In our review of The Elder Scrolls IV: Oblivion Remastered, after largely praising the visuals and gameplay changes made by Virtuos, reviewer Francesco De Meo also noted that the performance was highly problematic:

The game runs pretty well in closed-off environments, but the performance leaves a lot to be desired in the open world. In two different benchmarking sessions, held in the sewers during The Path of Dawn quest to meet with the Sponsor to obtain the Mythic Dawn Commentaries 4 book, at 4K resolution, NVIDIA DLSS in Quality Mode, Frame Generation Hardware Lumen and every setting at high, the game ran at an average of 141 FPS, 24 1% low, with minimal stuttering that did not impact the experience a lot.

Related Story Oblivion Remastered Registered Over 9 Million Players, Says Bethesda

In the open world, however, things are quite different, as the game ran at an average of 107 FPS, 15 1% low with frequent stuttering. My system (i7-13700F, RTX 4080, 32 GB RAM) should be more than capable of handling Oblivion Remastered well, at least based on the system requirements, so it's clear that more work is needed on the optimization front.

I experienced the same even on my more powerful rig (Ryzen 7 9800X3D, RTX 5090). While the game runs smoothly in closed off areas, open areas and especially the open world are close to a stutter-fest.

The folks at Digital Foundry agree, too. Their PC video report, published over the weekend, praised the remaster's visuals but cited 'dire performance problems'.

Digital Foundry's Alex Battaglia noted that history repeats itself, as constant hitches in the open world also plagued the original Oblivion. Even a lower frame rate cap to 60 FPS cannot really fix the issue.

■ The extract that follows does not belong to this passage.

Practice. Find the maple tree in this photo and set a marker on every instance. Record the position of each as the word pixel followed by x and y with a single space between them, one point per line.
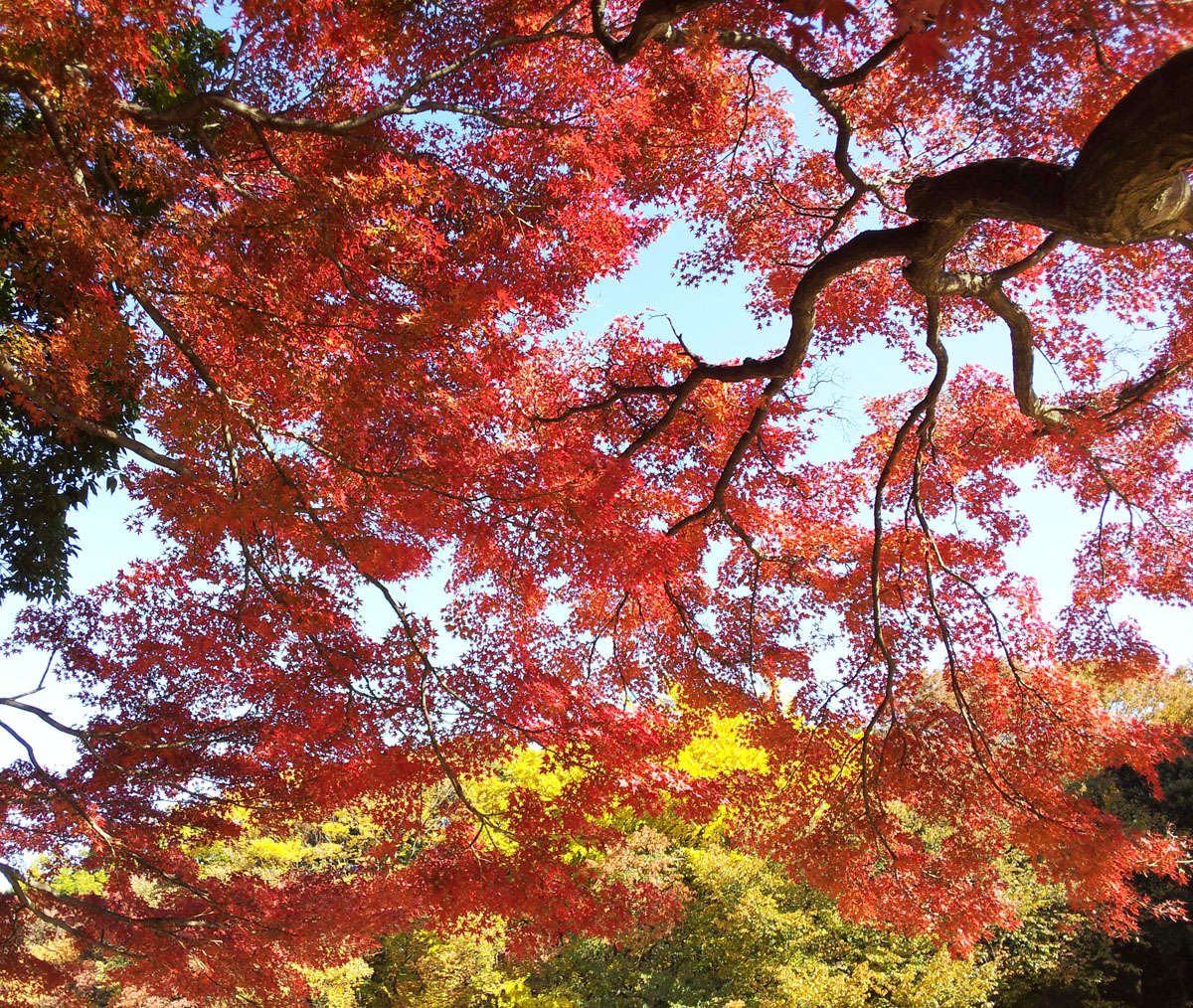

While hitches are very bad on the most powerful CPU available on the market, they're much worse on lower end CPUs. For example, the Ryzen 5 3600 exhibits 2 to 2 and a half longer hitches compared to the Ryzen 7 9800X3D in DF's testing.

The only real way to slightly improve the stuttering/hitching issue is to disable hardware-accelerated Lumen ray-traced global illumination. Unfortunately, this also brings a noticeable reduction in visual quality, especially when it comes to water reflections, ambient shadowing and lighting. Needless to say, the only real fixes can come with an official patch from Virtuos. We'll keep you updated on any such enhancements, of course.

Meanwhile, the game has already surpassed four million players.